第10話 ダンジョンにゴブリンはいますか?

 深淵へと続く大穴がぽっかりと口を開け、エディたちを飲み込もうとしている。冷たい風が内部から吹いてきて、エディは何度も経験した寒気――身体の芯の熱を奪うような寒気を感じた。


 ダンジョン。


 かつて世界には鉄と雷によって打ち立てられた文明があった。すでに滅びてしまったそれは旧文明と呼ばれている。地下には大陸の端から端まで行き渡るほどの巨大帝国の跡地が埋まっていて、それがダンジョンだ。


 全てのダンジョンは深層で繋がっている。好んで地下に住み着く種族もいるし、そこでしか生きられない魔物もいる。


「一階層までしか行っちゃダメですよ!」


 アリシアが叫んだ。


「二階層への階段にはダンジョン管理人のオークさんが立ってくれています。挨拶を忘れないように。クソガキと罵るのが口癖ですが言い返してはいけません。お名前は……普通の喉じゃ発音できないのでオークさんと呼びましょう。私も中をぐるぐる巡回します」


 教室からここまでの移動で生徒が数人減っていた。しかしエディしかそのことを気にしていないようだった。

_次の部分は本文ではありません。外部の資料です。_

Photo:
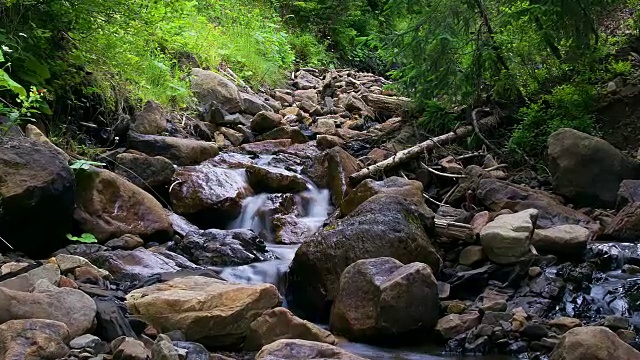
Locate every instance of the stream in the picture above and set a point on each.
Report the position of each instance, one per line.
(314, 206)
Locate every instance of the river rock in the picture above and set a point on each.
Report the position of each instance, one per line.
(288, 349)
(266, 121)
(209, 195)
(33, 339)
(25, 282)
(223, 247)
(506, 239)
(209, 86)
(37, 191)
(383, 226)
(280, 323)
(137, 265)
(179, 151)
(108, 206)
(592, 343)
(453, 325)
(285, 132)
(625, 226)
(266, 147)
(150, 121)
(69, 306)
(332, 169)
(381, 298)
(499, 195)
(274, 180)
(563, 240)
(212, 312)
(409, 189)
(586, 169)
(145, 171)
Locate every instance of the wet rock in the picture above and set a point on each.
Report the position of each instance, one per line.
(381, 298)
(453, 325)
(586, 169)
(280, 323)
(71, 307)
(409, 189)
(125, 242)
(498, 195)
(274, 180)
(302, 349)
(472, 255)
(506, 239)
(25, 282)
(252, 104)
(326, 142)
(563, 240)
(285, 132)
(150, 121)
(383, 226)
(145, 171)
(108, 206)
(137, 265)
(129, 349)
(266, 147)
(625, 226)
(223, 247)
(182, 152)
(594, 343)
(37, 190)
(111, 320)
(209, 311)
(209, 195)
(266, 121)
(209, 86)
(33, 339)
(332, 169)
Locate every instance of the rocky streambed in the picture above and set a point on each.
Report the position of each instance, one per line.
(237, 234)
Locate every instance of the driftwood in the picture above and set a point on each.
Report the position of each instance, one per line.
(412, 153)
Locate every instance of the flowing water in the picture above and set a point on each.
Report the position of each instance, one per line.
(314, 208)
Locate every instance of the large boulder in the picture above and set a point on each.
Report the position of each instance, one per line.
(209, 195)
(331, 170)
(36, 196)
(150, 120)
(287, 349)
(181, 152)
(586, 169)
(108, 206)
(625, 226)
(383, 226)
(382, 298)
(145, 171)
(409, 189)
(280, 323)
(274, 180)
(592, 343)
(499, 195)
(563, 240)
(209, 87)
(69, 306)
(212, 312)
(33, 339)
(215, 247)
(507, 238)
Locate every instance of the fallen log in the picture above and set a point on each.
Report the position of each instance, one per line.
(412, 153)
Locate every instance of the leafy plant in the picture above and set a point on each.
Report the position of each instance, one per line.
(85, 238)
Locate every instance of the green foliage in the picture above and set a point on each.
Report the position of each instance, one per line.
(84, 238)
(568, 106)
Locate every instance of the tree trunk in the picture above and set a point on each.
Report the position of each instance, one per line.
(412, 153)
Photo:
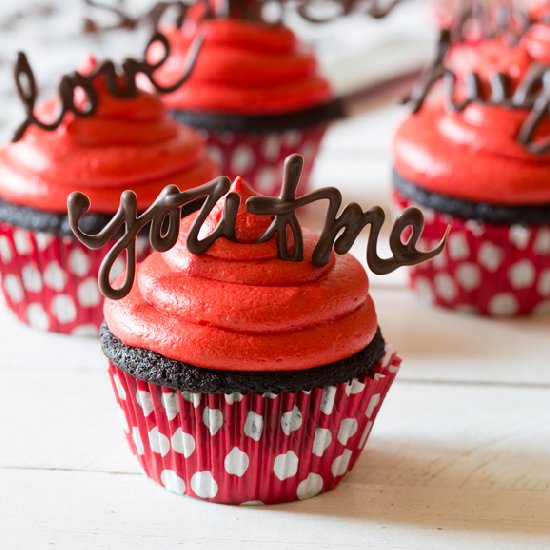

「ゴブリンの心臓水晶をたくさん集めてください。制限時間は一時間! 角笛は一階層まで響くので、聞こえたら帰ってきてね。実力試験ですが、レクリエーションみたいなものです。気楽にいきましょう」


 アリシアが闇の中へと足を踏み入れる。


「レッツゴー!」


 軽いかけ声を残してアリシアの姿はふっと消えた。一階層のどこかへと転移したのだ。生徒たちは一人で、あるいは手をつないで、アリシアのあとに続いていく。


 エディは金髪の男に呼びかけた。


「おい、ダグラス」


「軽々しく名を呼ぶな」


「せっかくだし勝負しようぜ」


 ダグラスが目の端をつり上げた。


「勝負だと? 貴様と俺とでか? 何の勝負だ。滑稽さで競うしか貴様に勝ち目はないが」


「そりゃあもちろんゴブリン討伐数だろ」


 クラスメイトはみなダンジョンの中に消え、エディと二人の吸血鬼だけがまだ外だ。


「くだらん。私はダンジョンなど潜らんぞ。カフェにでも行って時間を潰すつもりだ」


「負けるのが怖いのか」


 ダグラスのピンク色の瞳が圧力を増す。体が何倍にも膨れ上がったように見えた。


「私を挑発するには使い古されすぎた文句だ」


「そのわりには効果抜群だが……ならこうしよう」


 エディは唐突にシャーロットを後ろから抱きしめた。きゃあと少女らしい悲鳴が上がる。


「勝った方はシャーロットとキスできる。どうだ?」


 ここまで口を閉ざしていたシャーロットがせきを切ったように話し出す。


「はあ? ふざけないで! レディの唇を勝手に賞品にするなんて、なんて非紳士的! 認めません! オークとでもキスしてればいいわ」


「まあまあ」


 エディはシャーロットの首筋を甘噛みした。どんな感情によってか、シャーロットの白い頬が赤みを増す。


 ダグラスは鼻を鳴らした。


「決まりだ。男に二言はないからな。一時間後、シャーロット嬢は私の妻にする。そして貴様は私のペットだ」


「おうとも。二言ない」


「それから……貴様の血を貰う。研究しなければいけない」


 ダグラスはエディの首を食い入るように見つめた。エディは肩を竦める。


「ちょびっとだけだぞ?」


「いいだろう」


 舞台役者みたいに大げさにターンして、ダグラスはダンジョンの闇の中へと消えた。


「ハハハ」


「なに笑ってんのよ!」


 エディはまだシャーロットを後ろから抱いていて、シャーロットは容赦なくその腕に噛み付いた。


「イタッ! おい!」


「こっちのセリフよ! 他人の唇をトロフィー扱いするのはやめてくれる!?」


「そんな怒るなって。お前も俺のことをタンク扱いするじゃないか。――それにただの口約束だ。拘束力なんてなんにもない」


「もしも負けたらアイツの顔が一ヶ月は勝ち誇ったようになるのよ! 我慢ならないわ! ――ぜったい勝ちなさい!」


「あのイケメンもカッコつけてるがまだまだガキだな。勝ったらキスなんて勝負に乗ってくるとは。むしろかわいらしくなってきたぜ。あいつ、キスしてもらうために必死にゴブリンを探してるんだぜ? 笑えるよな」


「言ってないで、はやく行くわよ!」


 シャーロットはエディを強引に引っ張り、ダンジョンへと入ろうとする。しかしエディは動かない。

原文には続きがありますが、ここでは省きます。